As we get older, and the population begins to shift toward being dominated by those who grew up only using ChromeOS, I fear the definition of a "computer" will become, for regular users, simply a machine used to access the Internet.  Maybe we're already there - hell, I'm writing this on Google Docs.  Hackers, and the urge to get around restrictive policies, won't go away.  I'm confident about that.  But if Google et al's paradigm shift is successful, and the people of tomorrow only think of computers as a means to an Internet connection, that means all less-than-sanctioned behavior will still go through and be monitored by the likes of Google.  I'm worried that that won't even occur to the hackers of the future, since they'd never seen a computer as anything other than an Internet connection.

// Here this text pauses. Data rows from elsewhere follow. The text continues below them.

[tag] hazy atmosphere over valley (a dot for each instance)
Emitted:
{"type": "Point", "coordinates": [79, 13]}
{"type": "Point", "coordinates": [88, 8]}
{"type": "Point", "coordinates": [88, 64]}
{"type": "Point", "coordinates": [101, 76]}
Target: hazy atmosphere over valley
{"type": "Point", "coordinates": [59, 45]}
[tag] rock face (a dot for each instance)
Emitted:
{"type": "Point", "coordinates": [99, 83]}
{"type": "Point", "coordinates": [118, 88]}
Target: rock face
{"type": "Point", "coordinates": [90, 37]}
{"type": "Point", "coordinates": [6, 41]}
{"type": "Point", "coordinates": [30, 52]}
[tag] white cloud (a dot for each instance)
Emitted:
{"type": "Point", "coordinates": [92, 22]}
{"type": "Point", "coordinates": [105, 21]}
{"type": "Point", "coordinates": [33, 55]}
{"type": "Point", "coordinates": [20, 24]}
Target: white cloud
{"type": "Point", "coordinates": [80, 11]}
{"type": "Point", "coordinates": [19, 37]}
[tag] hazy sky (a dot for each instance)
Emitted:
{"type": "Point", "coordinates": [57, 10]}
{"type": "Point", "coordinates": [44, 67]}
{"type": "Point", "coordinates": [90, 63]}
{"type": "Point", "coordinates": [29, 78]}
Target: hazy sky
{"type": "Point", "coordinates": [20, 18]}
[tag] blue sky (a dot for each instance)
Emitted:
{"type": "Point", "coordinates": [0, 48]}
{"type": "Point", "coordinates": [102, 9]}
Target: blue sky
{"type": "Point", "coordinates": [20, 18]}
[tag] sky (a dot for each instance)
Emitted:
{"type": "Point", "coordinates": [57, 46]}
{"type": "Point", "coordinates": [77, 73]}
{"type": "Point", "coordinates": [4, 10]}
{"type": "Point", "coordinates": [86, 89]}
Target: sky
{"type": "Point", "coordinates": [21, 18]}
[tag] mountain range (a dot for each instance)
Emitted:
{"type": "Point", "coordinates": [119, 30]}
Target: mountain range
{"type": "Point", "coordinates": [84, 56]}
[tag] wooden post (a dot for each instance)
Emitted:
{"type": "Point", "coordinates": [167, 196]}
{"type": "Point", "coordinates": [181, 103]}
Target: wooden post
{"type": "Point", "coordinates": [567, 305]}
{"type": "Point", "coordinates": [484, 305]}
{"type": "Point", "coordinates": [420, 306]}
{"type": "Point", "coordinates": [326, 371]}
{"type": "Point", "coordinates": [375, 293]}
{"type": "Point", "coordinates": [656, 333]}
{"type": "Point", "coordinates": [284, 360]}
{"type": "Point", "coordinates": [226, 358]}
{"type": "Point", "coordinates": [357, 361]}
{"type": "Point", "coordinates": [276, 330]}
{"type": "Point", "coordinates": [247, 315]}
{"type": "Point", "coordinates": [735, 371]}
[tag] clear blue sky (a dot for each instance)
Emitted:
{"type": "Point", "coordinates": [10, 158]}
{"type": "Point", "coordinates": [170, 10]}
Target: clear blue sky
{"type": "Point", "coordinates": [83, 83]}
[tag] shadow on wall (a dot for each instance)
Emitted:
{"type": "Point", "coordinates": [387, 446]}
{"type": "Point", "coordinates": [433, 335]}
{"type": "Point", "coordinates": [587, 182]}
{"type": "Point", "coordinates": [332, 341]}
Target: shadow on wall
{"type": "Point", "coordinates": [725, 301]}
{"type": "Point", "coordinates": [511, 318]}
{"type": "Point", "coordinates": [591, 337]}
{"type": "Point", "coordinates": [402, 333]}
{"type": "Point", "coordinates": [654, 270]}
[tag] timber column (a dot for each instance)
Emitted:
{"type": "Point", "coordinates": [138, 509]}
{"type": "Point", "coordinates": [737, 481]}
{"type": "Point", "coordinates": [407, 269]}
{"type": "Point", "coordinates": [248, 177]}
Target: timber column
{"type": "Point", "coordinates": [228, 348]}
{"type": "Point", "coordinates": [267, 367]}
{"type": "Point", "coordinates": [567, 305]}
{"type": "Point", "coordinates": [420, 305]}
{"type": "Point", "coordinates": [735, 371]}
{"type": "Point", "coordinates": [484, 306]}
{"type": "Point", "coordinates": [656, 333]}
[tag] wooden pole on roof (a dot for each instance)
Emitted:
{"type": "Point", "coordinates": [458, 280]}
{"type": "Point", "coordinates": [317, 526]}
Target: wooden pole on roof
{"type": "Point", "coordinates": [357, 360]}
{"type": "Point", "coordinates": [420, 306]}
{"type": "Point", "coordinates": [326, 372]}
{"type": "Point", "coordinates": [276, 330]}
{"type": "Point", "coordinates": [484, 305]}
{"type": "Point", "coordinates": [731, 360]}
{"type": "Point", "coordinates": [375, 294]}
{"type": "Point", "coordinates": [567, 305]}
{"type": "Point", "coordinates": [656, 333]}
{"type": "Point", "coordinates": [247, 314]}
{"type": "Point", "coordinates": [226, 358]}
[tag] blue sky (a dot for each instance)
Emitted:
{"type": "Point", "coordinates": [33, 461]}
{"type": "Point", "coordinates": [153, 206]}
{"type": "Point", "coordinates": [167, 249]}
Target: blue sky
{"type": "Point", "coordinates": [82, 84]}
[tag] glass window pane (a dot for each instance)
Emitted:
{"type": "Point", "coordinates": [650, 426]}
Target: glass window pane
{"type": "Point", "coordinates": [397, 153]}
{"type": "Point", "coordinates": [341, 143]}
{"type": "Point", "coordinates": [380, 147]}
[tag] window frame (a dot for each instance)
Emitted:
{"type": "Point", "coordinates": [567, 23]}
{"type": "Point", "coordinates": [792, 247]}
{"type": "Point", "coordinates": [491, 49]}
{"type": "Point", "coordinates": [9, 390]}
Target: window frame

For example: after finals last week, I let students quietly use their computers after they were done testing, and I noticed a handful of them were playing Pokémon on emulators they'd downloaded to their computers.  This was fantastic, and I am always happy to see students using computers for fun even when policies say they shouldn't.  I didn't have the heart to tell them, though, that "downloading a file to a Chromebook" just meant downloading it to their Google Drive, and that any Google Suite administrator who wanted could easily see that activity and restrict their account activity, take away their Chromebook, or, even worse, delete their saved progress in the game.  We're so deep in the Google/Microsoft/Apple streamlined OS surveillance state, we're not even aware of it anymore.

Whatever.  Maybe I'm wasting energy on this line of thinking.  People's relationships with computers always change and will continue to change.  I've never used a Lisp machine or programmed with punch cards and I turned out O.K.  Today's young people will probably be O.K., too - as I said, I firmly believe the desire to hack, to get messy, and to circumvent will always be around; it just might look different for each generation.  Everybody should learn to hack by getting what they want out of the technological circumstances they're in.  Just as I learned about hacking by setting up and using proxy servers to play games in middle school, so will students of today by using Google Docs to chat with their friends when their phones have been confiscated.  I only want to make sure that we don't lose too much in the process.  If the folks at ChromeOS had their way, I fear they'd want everybody to believe that computers really are just for the Internet, anybody using a Command-Line Interface (CLI) really is a hacker, and that there's no sense in writing software locally when it can be done on somebody else's server.

So, at the end of the day, here's my request: if you see a young person messing around on a Chromebook, encourage them to keep doing what they're doing, and also give them the old laptop from the 2000s you have that's been collecting dust for a decade.  Maybe give them a screwdriver, too.  Invite them to take it apart, or to fire up the Windows XP (or whatever) that's on it and royally mess up the system, or to write a local script that does their homework for them or kicks their sibling's Chromebook off their home network.  Anything.  It's our responsibility just to plant the seed of hacking and of the Wild West world of computers outside the corporate walled gardens.

The rest, I'm sure, will take care of itself.